Prostate cancer is now the third deadliest cancer in the UK

Last week it was announced that more people in the UK are now dying from prostate cancer than breast cancer.

I find that quite shocking. Not purely because of the numbers, but because there is so little media coverage, advertising and awareness around men’s cancers in comparison to women’s.

Why is that? Perhaps women are more open about health issues, and more likely to discuss them openly (although recent figures around the decline in cervical smear tests may suggest otherwise – read my post about the importance of smear tests here).

Perhaps its because prostate cancer is seen as an old man’s illness, and not something for younger guys to worry about?

Indeed, the latest figures have been explained as resulting from an aging population where men are living longer than previous generations, and so the chances of them developing and dying from prostate cancer are higher than before. Previously, deaths resulting from prostate cancer have been more difficult to quantify, because an older man with prostate cancer may die of other causes (e.g heart attack, old age) before prostate cancer can be attributed as the cause of death.

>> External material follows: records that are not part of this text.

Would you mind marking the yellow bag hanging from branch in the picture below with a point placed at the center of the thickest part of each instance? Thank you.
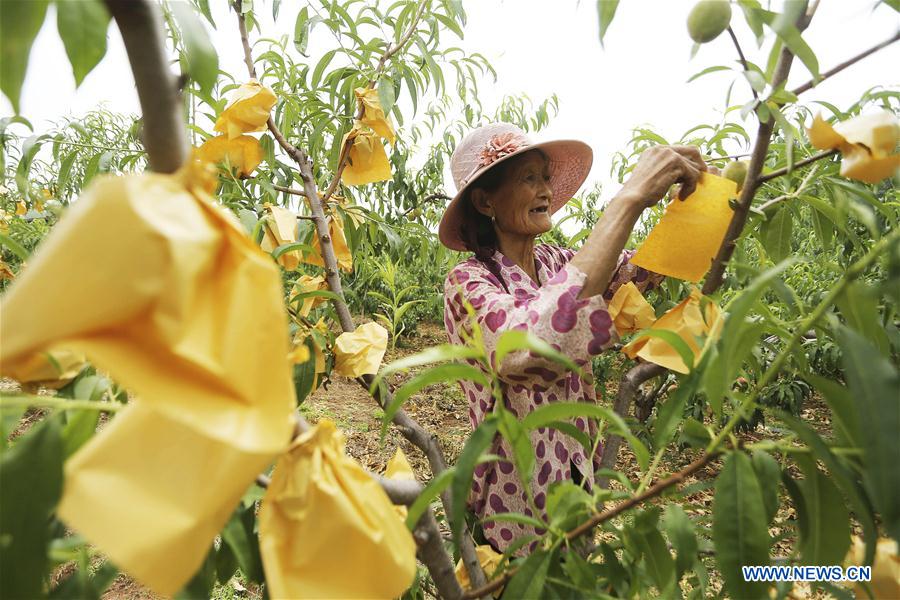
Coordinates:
(280, 230)
(629, 310)
(242, 153)
(360, 352)
(338, 243)
(368, 161)
(179, 306)
(687, 238)
(689, 322)
(488, 558)
(373, 113)
(327, 529)
(305, 284)
(248, 110)
(866, 143)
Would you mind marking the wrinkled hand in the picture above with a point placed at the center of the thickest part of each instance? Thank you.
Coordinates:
(659, 168)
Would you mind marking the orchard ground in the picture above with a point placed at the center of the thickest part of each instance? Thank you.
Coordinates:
(443, 409)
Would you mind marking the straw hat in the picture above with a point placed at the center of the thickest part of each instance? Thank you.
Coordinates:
(487, 146)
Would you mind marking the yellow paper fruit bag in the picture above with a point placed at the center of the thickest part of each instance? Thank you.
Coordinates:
(687, 238)
(327, 529)
(885, 581)
(338, 243)
(866, 143)
(279, 230)
(242, 153)
(373, 113)
(177, 305)
(248, 110)
(368, 161)
(488, 558)
(360, 352)
(629, 310)
(686, 320)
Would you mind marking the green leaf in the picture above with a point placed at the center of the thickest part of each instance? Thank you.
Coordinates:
(828, 535)
(20, 20)
(777, 236)
(874, 382)
(681, 534)
(386, 94)
(842, 477)
(478, 442)
(739, 526)
(788, 33)
(203, 62)
(529, 580)
(516, 339)
(446, 373)
(30, 485)
(82, 25)
(239, 536)
(79, 429)
(606, 10)
(431, 491)
(768, 473)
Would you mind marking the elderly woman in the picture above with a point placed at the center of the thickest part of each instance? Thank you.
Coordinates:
(508, 189)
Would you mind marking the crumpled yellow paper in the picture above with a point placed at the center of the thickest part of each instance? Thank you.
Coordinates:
(488, 558)
(373, 113)
(247, 111)
(360, 352)
(279, 230)
(52, 369)
(368, 161)
(629, 310)
(687, 238)
(866, 143)
(398, 468)
(885, 581)
(243, 152)
(327, 529)
(179, 306)
(686, 320)
(338, 243)
(309, 283)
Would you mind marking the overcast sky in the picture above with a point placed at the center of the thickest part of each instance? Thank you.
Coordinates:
(540, 47)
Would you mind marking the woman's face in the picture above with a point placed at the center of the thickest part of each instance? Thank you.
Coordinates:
(521, 205)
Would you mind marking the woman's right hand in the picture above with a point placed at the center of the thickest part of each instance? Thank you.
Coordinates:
(659, 168)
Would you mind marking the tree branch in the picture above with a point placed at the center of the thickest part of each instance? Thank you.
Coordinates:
(598, 518)
(408, 427)
(737, 46)
(345, 150)
(800, 163)
(164, 133)
(849, 62)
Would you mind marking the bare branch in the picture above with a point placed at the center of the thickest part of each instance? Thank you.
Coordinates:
(849, 62)
(164, 133)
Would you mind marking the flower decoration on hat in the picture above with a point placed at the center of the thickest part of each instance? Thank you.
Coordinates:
(499, 146)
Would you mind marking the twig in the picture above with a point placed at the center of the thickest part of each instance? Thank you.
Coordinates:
(587, 526)
(849, 62)
(408, 427)
(345, 149)
(737, 46)
(751, 183)
(164, 134)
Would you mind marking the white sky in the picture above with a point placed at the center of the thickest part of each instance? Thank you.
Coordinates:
(538, 48)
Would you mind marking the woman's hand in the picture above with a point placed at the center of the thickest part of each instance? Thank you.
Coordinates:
(658, 169)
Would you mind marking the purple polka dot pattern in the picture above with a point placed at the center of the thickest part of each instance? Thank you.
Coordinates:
(551, 310)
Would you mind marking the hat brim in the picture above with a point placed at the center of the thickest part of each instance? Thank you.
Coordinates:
(569, 164)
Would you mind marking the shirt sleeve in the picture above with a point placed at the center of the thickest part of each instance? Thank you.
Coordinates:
(579, 328)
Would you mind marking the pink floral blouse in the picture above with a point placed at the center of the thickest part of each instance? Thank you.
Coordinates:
(552, 311)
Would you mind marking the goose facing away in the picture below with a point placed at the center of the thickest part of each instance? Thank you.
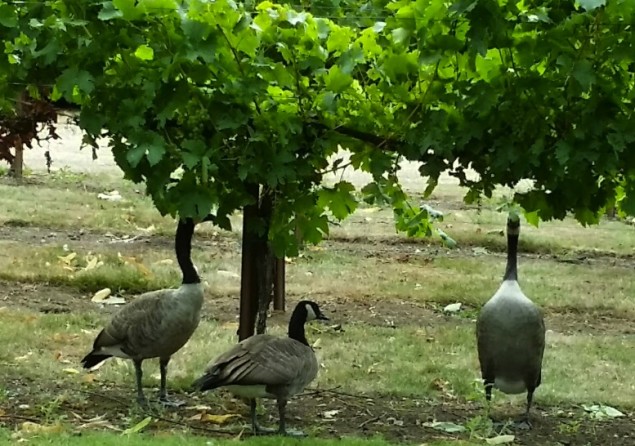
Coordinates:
(156, 324)
(265, 366)
(510, 333)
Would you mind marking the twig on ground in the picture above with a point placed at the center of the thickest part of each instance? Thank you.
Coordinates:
(370, 420)
(20, 417)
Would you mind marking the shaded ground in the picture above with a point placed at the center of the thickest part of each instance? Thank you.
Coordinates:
(344, 310)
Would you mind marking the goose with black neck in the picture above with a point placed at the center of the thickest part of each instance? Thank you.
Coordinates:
(156, 324)
(510, 332)
(265, 366)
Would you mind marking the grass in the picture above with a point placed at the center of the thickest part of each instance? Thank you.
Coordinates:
(395, 343)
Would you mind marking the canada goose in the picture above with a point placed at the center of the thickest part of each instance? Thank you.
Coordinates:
(156, 324)
(265, 366)
(510, 333)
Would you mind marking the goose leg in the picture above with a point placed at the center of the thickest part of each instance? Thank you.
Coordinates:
(141, 399)
(256, 428)
(282, 430)
(163, 393)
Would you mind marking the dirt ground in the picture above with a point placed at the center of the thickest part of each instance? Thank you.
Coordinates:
(395, 418)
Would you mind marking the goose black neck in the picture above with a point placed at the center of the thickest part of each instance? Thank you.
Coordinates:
(296, 325)
(511, 272)
(183, 248)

Well, let me tell you, prostate cancer is not just an old man’s disease. And it doesn’t always have symptoms. My Dad was diagnosed with prostate cancer aged 57, during a routine examination for another ailment, with no prior symptoms at all. By the time he was diagnosed it was already stage 4 and inoperable – all the NHS could do was offer life lengthening treatment. He died aged 59.

Today would have been his 7th wedding anniversary to his beautiful wife. They should have had many more anniversaries together, not just the 5 they had. They should have had many more years together; years of travelling, and eating, and enjoying life.

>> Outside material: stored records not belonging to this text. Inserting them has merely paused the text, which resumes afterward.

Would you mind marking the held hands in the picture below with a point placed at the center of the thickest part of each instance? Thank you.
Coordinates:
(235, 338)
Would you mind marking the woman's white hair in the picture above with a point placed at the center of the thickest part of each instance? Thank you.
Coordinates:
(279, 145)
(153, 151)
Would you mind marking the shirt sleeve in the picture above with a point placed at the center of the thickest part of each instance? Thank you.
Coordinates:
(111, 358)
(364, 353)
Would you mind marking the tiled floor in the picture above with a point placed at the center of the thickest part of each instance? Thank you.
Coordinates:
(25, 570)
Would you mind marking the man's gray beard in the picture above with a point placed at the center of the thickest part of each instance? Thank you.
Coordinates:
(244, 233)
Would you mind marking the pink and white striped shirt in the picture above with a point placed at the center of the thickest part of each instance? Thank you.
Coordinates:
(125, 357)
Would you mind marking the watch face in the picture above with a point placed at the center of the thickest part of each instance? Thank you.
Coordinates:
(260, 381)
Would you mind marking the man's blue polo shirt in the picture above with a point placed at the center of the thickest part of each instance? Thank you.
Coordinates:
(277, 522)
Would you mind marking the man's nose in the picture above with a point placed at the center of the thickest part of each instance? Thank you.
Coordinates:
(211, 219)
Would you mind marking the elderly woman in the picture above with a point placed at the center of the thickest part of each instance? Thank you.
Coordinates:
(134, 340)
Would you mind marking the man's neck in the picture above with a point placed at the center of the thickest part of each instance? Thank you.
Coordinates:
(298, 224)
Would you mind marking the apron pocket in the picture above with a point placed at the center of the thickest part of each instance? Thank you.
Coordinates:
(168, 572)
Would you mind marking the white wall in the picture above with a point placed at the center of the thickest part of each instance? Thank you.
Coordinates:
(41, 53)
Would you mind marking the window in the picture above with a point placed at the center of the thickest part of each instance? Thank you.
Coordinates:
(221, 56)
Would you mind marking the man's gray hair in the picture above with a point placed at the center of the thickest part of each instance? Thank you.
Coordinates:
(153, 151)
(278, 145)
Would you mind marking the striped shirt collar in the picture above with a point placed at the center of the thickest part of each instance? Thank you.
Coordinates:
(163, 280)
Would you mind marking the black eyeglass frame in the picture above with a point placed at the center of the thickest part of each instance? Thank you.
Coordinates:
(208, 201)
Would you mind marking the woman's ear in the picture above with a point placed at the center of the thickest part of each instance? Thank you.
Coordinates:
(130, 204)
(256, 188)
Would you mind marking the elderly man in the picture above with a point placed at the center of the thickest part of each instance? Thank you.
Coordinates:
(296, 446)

It’s time to stop only raising awareness of the “most popular” cancers, and time to stop an awareness bias mainly to women’s cancers. I’m not talking about funding and I’m not suggesting that women’s cancers don’t need to be highlighted. What I’m saying is that men, and the women in their lives, need to start being more open, talking about prostate cancer and proactively getting checked. Men over 50 are at risk, but aren’t offered a routine test by their doctor. It’s time to take control, ask for the test, and deal with the consequences.

Advanced prostate cancer can be treated with hormones to lower the development of testosterone which contributes to the cancer’s growth. Let me put that another way – its chemical castration. No man wants to hear those words.